"It profits me but little that a vigilant authority always protects the tranquillity of my pleasures and constantly averts all dangers from my path, without my care or concern, if this same authority is the absolute master of my liberty and my life."

--Alexis de Tocqueville, Democracy in America

Saturday, November 3, 2012

Dangerous Rhetoric

The nastiness of the Obama campaign reached a new low yesterday with Obama's comment that revenge should be a motivation for people to vote against Romney:

This is dangerous rhetoric in a democracy.   We have (or used to have) a civil society.   We vote, we count the votes, then we congratulate the winner and move on with our lives.   We don't seek "revenge" against our fellow Americans.   That kind of talk leads to riots, civil discord, violence, civil war, mayhem.  

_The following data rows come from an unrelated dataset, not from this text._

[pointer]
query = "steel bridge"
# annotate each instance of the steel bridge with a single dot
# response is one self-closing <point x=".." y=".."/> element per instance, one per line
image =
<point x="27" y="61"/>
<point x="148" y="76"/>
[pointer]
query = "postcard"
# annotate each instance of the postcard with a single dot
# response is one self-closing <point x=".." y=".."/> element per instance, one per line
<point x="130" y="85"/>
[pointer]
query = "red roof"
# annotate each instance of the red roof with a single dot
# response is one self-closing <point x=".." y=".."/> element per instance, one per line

Consider this:  with the al Qaeda terrorists who killed Chris Stevens in Benghazi, Obama talks about "bringing them to justice."   With his fellow American, Mitt Romney -- a father and grandfather, a "sterling" businessman (according to Bill Clinton), a man who has committed no crimes, who has always served the communities he's lived in, who has to all accounts no personal vices, who gives millions away to charity, who serves his church, etc. -- he talks about "revenge."   Revenge for what?   For being successful?  For living a good life?   For being white?   For being a Christian?  

I wonder whether a reporter will ask the President what exactly Mitt Romney has done in his life that merits revenge.